I don’t usually go for best and worst lists in general, especially when it comes to hotels. My feeling is, go for lodging that complements the location.
Meaning, not sure I’d go somewhere just to stay in a place, unless it were really something and I happened to be in the general neighborhood anyway. Or if it figured into the place’s history.
And weird hotels? Meh. Much as I like the unusual, different just for the sake of being different doesn’t cut it for me if the location is blah.
For instance, I wouldn’t go to Idaho just to stay in a hotel designed to look like a beagle. Much as I adore all things dawg. (I like my beagles sleeping next to me, thank you very much.) Or Austria, to stay in a sanitized sewer pipe. Interesting, but nah.
(I have stayed in some weird places, but not by choice. Well into adulthood, I’d stay in hostels around the world to save money. This approached beyond weird when I was trying to iron a business suit with a toy-size travel iron at a dorm-like place in Hong Kong.

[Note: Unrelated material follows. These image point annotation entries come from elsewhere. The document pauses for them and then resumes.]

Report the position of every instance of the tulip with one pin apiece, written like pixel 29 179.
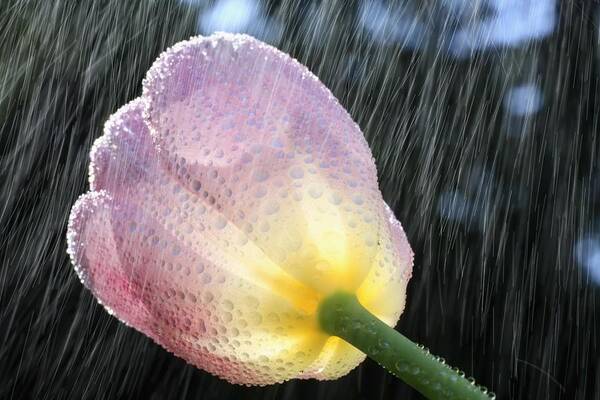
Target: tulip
pixel 234 217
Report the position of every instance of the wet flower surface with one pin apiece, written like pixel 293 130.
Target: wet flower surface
pixel 225 203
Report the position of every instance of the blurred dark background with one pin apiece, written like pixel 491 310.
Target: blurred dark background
pixel 483 119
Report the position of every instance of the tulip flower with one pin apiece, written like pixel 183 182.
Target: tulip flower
pixel 234 217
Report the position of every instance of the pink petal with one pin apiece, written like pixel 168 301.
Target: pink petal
pixel 226 202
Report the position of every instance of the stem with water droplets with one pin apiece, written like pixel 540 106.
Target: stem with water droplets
pixel 342 315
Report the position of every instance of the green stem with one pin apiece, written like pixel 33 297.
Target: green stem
pixel 342 315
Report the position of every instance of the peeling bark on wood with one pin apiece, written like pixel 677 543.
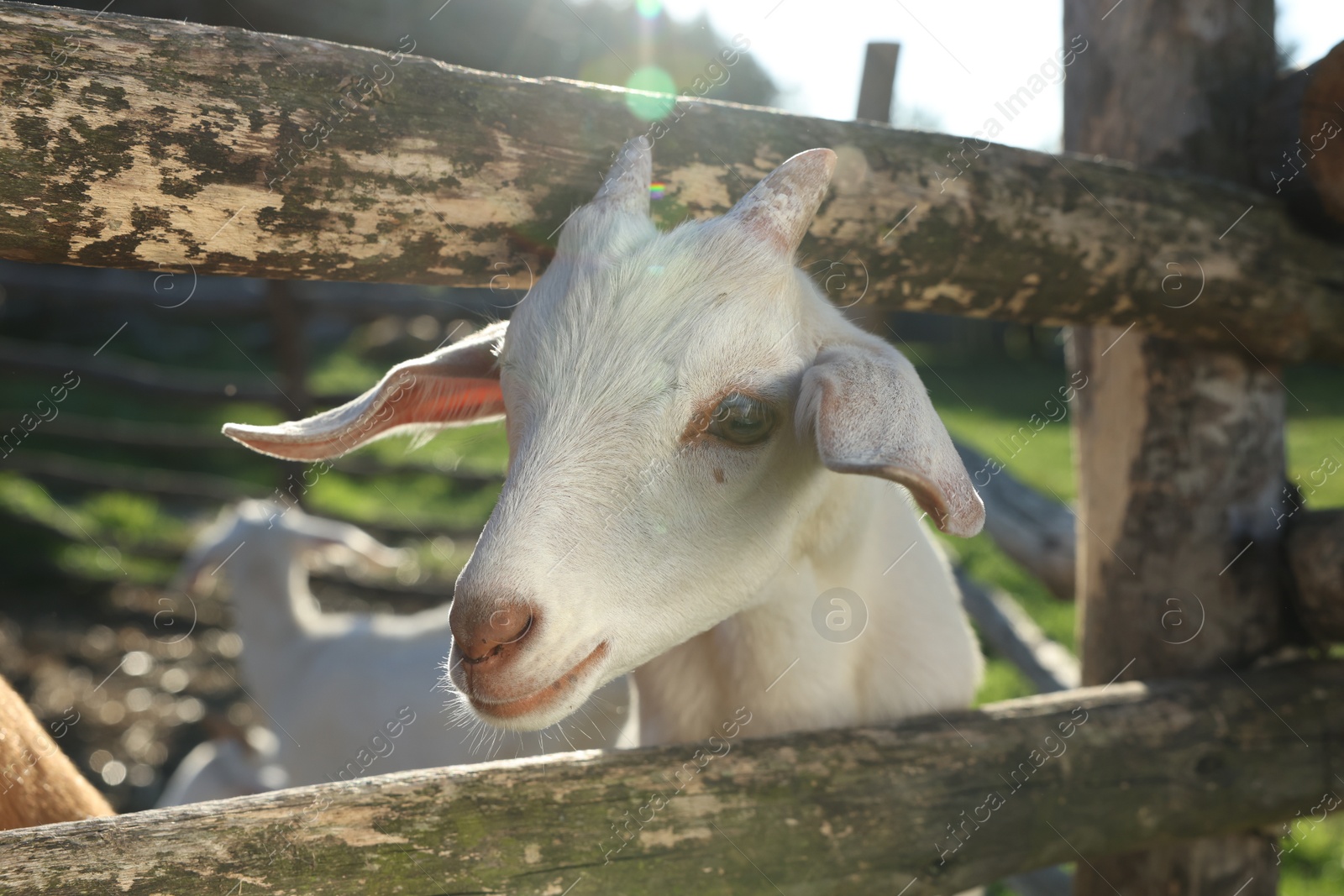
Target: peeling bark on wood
pixel 168 144
pixel 831 812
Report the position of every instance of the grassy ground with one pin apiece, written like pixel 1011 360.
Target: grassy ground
pixel 984 403
pixel 114 537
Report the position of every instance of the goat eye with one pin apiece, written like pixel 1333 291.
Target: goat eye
pixel 741 419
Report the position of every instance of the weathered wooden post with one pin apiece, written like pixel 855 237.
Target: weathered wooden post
pixel 1180 448
pixel 878 83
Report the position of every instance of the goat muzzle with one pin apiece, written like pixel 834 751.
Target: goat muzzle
pixel 494 638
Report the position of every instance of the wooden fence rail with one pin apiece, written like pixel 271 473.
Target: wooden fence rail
pixel 147 144
pixel 933 805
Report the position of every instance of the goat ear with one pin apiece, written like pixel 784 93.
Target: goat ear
pixel 873 416
pixel 454 385
pixel 780 208
pixel 627 184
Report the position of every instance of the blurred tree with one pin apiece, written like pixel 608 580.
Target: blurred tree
pixel 601 42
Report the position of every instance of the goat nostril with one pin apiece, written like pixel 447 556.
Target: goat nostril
pixel 506 626
pixel 504 631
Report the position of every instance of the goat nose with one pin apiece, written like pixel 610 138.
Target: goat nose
pixel 481 637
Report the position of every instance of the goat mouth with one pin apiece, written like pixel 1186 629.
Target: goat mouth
pixel 543 698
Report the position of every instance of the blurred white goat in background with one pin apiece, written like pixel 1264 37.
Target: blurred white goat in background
pixel 687 416
pixel 347 694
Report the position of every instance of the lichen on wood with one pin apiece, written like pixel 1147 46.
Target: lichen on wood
pixel 136 143
pixel 933 805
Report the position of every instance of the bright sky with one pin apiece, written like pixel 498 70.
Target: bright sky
pixel 956 60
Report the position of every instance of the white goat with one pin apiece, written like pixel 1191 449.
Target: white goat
pixel 349 694
pixel 685 412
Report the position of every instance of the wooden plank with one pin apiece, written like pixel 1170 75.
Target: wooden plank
pixel 1180 448
pixel 1003 622
pixel 171 144
pixel 828 812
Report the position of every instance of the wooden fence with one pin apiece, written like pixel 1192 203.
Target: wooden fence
pixel 175 147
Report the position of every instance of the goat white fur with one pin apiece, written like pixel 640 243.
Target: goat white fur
pixel 349 694
pixel 647 524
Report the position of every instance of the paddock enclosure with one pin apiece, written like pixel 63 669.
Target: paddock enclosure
pixel 187 149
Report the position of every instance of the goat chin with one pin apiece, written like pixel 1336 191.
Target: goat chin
pixel 531 708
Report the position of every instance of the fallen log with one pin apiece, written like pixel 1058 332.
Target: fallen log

I finally slammed the door on hostels when the one I’d booked in San Francisco turned out to be a hazy, pot-filled den. I beat feet out of there, never to return to such spartan digs.)
As long as we’re talking lists, I’ll begrudgingly throw in this one: Places deemed to be the best hotels in the world.
You can’t quibble with the locations. Gaw-jus places.
Not surprisingly, some of them are in safari parks. Close enough for wildlife encounters. Which brings to mind the luxury tent I stayed at in Kenya with indoor plumbing.
Ah, the days.
Sometimes it’s nice to indulge and appreciate truly beautiful places. Instead of spending the dough for the same-old same-old summer or winter rental. Just my opinion.
Whatever your taste, plan some kind of getaway for yourself. You deserve it.